Ambiance de tournage, Dirty Money, l'Infiltré de D. Othenin-Girard. [RTS]
Le boom des séries met l'industrie du tournage sous pression / Tout un monde / 8 min. / le 15 juillet 2022
L'industrie du cinéma et de l'audiovisuel reprend des couleurs après la crise du Covid et une année 2020 particulièrement difficile. La production cinématographique est repartie à la hausse en 2021.

Selon le Centre du cinéma et de l'image animée, il y a eu en France en 2021 40% de films produits en plus par rapport à l'année précédente. Un effet de rattrapage bien sûr, mais pas seulement. Ce qui frappe dans les capitales européennes du cinéma, c'est le nombre de jours de tournages qui explose.

Pour les techniciens du son et de l'image, la période est intense, comme l'explique à la RTS Isabelle Thillien, régisseuse à Paris qui travaille principalement pour le transport et la logistique: "Clairement, il manque des gens, il manque de la main-d'oeuvre. En fait, il y a des tournages un peu partout, dans tous les studios. [...] Pour vous dire, il n'y a plus un bus à louer, plus de camions disponibles. On bataille un peu pour les techniciens, il y a une pénurie".

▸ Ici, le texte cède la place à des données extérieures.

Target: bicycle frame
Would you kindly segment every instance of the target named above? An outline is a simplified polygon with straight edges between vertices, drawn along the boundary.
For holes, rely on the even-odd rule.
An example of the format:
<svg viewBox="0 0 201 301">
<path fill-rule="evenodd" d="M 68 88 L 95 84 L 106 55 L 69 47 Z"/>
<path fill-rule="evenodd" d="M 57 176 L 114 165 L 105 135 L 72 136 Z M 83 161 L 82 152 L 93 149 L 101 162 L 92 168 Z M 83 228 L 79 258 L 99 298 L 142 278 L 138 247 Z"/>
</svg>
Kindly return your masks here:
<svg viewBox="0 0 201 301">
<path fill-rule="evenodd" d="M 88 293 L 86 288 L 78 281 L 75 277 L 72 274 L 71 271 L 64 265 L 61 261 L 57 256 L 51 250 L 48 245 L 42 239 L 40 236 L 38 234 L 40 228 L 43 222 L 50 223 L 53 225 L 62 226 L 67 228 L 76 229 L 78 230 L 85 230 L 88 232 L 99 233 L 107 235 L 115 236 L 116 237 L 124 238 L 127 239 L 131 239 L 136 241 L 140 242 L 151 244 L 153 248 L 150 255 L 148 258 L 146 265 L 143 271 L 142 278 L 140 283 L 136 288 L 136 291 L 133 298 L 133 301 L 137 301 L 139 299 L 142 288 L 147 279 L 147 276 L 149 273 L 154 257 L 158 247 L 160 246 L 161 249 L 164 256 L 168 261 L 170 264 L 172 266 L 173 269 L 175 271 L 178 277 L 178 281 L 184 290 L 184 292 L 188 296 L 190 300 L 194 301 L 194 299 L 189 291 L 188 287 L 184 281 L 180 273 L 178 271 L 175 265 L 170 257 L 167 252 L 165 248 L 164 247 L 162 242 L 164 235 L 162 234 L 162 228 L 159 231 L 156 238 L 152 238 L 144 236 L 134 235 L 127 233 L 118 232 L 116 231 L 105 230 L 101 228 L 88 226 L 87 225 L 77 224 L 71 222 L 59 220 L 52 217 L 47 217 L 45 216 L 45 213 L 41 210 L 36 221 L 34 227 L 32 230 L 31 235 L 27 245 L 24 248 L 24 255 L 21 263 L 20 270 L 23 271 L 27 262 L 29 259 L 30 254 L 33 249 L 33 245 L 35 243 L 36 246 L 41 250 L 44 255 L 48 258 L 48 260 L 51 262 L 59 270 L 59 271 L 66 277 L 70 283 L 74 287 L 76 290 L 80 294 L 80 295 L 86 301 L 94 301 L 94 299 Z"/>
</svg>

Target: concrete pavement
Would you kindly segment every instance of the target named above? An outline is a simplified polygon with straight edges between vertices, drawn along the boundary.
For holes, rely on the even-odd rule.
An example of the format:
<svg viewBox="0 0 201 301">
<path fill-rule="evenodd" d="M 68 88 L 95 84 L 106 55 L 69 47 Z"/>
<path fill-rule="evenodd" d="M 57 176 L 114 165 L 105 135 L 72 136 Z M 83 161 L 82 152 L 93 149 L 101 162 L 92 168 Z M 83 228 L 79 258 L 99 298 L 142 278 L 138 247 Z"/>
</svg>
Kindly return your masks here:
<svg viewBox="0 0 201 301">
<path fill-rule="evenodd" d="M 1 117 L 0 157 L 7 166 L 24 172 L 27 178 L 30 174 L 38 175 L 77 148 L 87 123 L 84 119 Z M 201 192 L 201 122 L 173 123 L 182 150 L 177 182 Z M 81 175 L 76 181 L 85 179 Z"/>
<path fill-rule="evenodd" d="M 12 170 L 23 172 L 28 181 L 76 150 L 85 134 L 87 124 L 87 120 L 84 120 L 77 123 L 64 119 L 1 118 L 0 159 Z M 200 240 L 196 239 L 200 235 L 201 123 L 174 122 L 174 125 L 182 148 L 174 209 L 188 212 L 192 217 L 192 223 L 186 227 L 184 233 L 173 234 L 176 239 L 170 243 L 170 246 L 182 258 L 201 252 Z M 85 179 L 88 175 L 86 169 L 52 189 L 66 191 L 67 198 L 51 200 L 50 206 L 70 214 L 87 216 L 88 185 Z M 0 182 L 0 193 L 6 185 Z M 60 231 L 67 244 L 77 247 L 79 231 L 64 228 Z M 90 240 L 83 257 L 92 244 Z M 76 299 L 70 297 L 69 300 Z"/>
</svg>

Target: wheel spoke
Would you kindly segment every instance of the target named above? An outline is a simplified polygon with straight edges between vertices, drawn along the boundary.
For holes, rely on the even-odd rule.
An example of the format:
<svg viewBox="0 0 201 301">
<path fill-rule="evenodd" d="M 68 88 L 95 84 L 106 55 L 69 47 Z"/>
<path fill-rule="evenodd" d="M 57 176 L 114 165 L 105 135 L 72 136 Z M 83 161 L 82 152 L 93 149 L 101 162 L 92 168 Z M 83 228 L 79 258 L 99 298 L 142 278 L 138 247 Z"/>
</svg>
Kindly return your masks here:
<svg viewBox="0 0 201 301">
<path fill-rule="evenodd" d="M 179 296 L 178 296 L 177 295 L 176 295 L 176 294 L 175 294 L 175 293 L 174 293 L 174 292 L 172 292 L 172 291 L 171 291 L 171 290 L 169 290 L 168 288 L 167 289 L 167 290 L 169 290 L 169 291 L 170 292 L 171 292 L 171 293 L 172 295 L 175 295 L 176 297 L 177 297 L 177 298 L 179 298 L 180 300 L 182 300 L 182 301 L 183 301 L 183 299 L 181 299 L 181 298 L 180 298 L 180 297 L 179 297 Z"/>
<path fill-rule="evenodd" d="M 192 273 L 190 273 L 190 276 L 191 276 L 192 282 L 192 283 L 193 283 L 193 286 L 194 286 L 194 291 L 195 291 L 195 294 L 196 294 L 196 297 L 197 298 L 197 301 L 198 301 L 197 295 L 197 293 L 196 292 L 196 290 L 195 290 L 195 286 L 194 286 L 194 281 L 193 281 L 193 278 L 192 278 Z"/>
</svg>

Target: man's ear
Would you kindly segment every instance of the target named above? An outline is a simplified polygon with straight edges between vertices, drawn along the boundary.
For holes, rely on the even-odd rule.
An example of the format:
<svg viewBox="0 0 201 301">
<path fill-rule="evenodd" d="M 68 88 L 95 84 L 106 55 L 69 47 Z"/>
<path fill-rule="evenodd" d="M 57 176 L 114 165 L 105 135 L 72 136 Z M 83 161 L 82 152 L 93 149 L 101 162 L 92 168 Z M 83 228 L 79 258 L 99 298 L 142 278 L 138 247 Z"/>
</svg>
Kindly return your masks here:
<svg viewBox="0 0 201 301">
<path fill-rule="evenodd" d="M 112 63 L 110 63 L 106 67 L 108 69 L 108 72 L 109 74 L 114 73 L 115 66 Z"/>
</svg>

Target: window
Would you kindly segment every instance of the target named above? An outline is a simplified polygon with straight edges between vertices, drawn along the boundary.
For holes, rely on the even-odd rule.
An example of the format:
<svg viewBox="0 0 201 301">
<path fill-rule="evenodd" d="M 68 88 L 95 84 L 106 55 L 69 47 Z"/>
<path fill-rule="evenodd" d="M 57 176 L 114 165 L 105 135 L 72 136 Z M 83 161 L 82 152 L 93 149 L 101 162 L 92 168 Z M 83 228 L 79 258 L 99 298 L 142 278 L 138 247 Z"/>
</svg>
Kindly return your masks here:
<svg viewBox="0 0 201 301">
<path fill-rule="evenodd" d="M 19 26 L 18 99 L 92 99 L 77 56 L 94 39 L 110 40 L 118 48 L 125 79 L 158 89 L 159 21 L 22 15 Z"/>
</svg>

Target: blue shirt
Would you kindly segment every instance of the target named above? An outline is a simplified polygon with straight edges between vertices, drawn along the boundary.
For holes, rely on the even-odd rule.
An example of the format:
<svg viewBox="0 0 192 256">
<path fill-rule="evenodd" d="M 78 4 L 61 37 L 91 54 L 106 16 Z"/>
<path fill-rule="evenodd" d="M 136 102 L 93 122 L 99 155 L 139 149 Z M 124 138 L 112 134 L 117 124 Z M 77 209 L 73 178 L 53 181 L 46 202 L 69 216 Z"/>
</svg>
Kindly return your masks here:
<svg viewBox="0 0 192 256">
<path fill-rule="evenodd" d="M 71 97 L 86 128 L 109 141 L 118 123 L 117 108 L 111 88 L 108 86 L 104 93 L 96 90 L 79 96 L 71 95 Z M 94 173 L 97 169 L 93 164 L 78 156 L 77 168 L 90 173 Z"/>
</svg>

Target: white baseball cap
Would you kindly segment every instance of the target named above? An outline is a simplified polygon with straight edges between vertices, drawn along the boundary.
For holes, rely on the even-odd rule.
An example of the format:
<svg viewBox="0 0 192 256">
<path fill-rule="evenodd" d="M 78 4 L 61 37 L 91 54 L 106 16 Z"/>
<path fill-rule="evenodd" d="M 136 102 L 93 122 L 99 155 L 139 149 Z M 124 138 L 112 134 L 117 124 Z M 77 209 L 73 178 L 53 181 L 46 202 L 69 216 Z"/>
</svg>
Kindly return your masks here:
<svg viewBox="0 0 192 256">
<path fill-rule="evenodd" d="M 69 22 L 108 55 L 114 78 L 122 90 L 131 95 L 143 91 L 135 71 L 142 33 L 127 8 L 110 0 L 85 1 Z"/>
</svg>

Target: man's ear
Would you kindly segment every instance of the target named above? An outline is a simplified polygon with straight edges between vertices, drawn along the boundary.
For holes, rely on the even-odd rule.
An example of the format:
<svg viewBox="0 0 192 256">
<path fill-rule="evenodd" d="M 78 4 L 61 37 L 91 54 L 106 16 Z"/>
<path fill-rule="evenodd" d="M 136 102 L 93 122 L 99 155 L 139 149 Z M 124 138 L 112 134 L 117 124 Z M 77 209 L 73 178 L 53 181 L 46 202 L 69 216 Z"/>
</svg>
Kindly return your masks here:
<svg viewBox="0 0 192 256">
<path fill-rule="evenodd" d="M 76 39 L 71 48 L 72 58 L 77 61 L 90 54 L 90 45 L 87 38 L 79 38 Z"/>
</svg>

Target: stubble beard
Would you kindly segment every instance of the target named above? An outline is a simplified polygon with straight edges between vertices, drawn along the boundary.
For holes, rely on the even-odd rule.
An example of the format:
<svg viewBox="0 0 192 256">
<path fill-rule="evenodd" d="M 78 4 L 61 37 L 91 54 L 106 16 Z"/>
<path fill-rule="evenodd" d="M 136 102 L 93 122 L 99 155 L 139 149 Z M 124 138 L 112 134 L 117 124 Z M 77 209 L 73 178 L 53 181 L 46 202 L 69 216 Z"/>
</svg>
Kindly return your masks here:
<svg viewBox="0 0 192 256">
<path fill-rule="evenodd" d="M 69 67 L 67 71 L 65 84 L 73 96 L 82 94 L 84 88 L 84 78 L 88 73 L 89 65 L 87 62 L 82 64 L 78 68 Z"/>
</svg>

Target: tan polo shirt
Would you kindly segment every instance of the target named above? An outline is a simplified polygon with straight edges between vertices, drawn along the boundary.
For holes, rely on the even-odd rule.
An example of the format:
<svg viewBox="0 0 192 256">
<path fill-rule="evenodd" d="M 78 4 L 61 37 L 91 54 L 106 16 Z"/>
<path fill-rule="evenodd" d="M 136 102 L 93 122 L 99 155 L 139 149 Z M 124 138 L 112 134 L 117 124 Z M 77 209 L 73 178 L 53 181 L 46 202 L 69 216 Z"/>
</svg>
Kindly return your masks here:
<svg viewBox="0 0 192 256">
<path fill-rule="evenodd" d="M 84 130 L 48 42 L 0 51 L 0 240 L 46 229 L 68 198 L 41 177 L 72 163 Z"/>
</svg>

Une activité intense confirmée à la RTS par Rémi Bergues, directeur de Films Paris Région, une organisation qui accompagne les tournages. Chaque jour entre 15 et 20 tournages ont lieu en Ile-de-France. La région parisienne compte 7000 jours de tournage par an contre 5000 il y a deux ans, précise Rémi Bergues.

Le monde du cinéma chamboulé

Cette situation a plusieurs explications. Tout d'abord l'impact de la directive européenne qui oblige les plateformes à localiser une partie de leur production et à réinvestir une partie de leurs bénéfices. De plus, le marché est en expansion avec des plateformes en phase de production de leurs "catalogues" afin de garder leurs abonnés.

"Quand on tourne un film, on a plusieurs mois pour tourner 120 minutes. Quand on a une série, on va travailler sur huit épisodes, donc on a besoin de tourner dans un temps très court un nombre important de minutes de cinéma. Cela implique et oblige l'industrialisation: maîtriser à la fois les aspects météo, les aspects logistiques, les aspects techniques...", explique encore Rémi Bergues.

Le retour en studios

Tourner en studio permet de maîtriser une grande partie des éléments logistiques et techniques. A Provence Studio, basé dans le sud, près de Marseille, on en est bien conscient. Olivier Marchetti, fondateur de ces studios interrogé par la RTS, admet que face à cette industrialisation de la production, les studios sont un outil efficace: "C'est plus pratique de tourner en studio. Vous avez la possibilité d'utiliser les praticables, donc vous pouvez bouger les murs. Il y a plus de place pour l'artistique que dans des milieux contraints, comme un appartement [...] Et comme les décors sont assez récurrents, ça permet, à partir d'un certain nombre de jours, de faire baisser le coût de production". Mais là encore, l'industrie du cinéma français fait face à une pénurie.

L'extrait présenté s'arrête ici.